心のケガの回復を妨げる要因は数多くあると思われるが、昨日ことさら「元気づけ」の功罪について触れたのは理由がある。それは、災害後、大きなショックを受けて茫然自失とする期間が過ぎると、今度は災害後の生活に一見適応したかのように見え、被害の回復に向けて積極的に立ち向かう、ハネムーン期という時期が見られるのが知られているからである。
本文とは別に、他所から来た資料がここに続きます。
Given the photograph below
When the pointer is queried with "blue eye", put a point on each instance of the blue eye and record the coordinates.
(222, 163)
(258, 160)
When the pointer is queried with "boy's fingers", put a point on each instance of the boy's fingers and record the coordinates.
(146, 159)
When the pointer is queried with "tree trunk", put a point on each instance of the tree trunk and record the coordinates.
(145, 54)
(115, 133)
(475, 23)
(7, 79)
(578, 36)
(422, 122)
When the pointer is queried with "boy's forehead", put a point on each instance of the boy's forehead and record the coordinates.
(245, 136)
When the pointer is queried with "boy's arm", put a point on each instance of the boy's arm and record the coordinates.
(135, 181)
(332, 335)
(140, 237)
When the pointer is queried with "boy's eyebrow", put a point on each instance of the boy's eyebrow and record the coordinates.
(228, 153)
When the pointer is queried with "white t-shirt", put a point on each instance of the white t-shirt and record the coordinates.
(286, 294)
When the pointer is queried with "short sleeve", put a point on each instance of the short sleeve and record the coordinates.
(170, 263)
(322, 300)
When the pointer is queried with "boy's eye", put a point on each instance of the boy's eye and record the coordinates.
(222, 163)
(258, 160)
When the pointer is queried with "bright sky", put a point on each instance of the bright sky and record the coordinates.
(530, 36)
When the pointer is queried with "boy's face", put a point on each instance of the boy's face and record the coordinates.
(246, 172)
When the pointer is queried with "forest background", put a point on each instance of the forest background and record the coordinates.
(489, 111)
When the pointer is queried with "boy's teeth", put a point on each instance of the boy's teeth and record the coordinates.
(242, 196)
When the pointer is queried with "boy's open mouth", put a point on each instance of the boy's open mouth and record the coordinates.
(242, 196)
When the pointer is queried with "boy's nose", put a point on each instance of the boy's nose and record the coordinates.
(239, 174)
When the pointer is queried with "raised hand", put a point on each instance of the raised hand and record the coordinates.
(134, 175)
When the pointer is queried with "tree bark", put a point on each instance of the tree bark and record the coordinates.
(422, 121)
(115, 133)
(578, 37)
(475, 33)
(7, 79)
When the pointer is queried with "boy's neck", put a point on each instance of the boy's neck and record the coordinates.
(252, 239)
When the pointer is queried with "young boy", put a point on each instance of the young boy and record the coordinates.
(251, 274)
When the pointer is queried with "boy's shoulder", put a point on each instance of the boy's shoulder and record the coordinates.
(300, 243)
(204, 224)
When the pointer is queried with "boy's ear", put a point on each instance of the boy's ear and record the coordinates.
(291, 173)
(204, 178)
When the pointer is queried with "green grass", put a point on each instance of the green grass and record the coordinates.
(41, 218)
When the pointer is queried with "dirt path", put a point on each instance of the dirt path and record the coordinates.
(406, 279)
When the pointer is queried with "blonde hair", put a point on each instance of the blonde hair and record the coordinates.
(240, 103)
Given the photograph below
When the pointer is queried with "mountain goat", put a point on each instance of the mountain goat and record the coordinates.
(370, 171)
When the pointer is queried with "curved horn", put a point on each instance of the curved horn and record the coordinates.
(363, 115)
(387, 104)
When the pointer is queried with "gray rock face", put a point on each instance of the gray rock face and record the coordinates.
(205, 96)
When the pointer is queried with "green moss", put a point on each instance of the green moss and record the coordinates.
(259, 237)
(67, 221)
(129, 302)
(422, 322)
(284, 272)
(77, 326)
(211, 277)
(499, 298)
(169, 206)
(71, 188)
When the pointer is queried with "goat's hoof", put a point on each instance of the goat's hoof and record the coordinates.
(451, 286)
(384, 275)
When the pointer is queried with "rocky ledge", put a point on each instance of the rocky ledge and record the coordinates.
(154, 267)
 東日本大震災の直後、メディアで報道された避難所の様子を見ていると、被災者の方々は大変よく努力されていた。子どもからお年寄りにいたるまで、ボランティアや行政任せにせず自分にできることを見つけてそれを実践し、弱者を気遣い、積極的に働いておられる。集団的な略奪や暴動も決して起こらない。また、物資の不足につけこんだ商店の非常識な便乗値上げもない。



 こういった行動は大変素晴らしく、私も心からの賛辞を贈りたい。が、災害から時間がたち、メディアが被災者を報道しなくなり、地域外の人々の関心が薄れる頃になると、今度は無力感、倦怠感にさいなまれる、幻滅期という時期がやってくることが知られている。

 

 これは、ハネムーン期の頑張りの反動である。だから、ハネムーン期に、辛さや悲しみを押し殺していればいるほど、無理をすればするほど、幻滅期の反動は大きいのだ。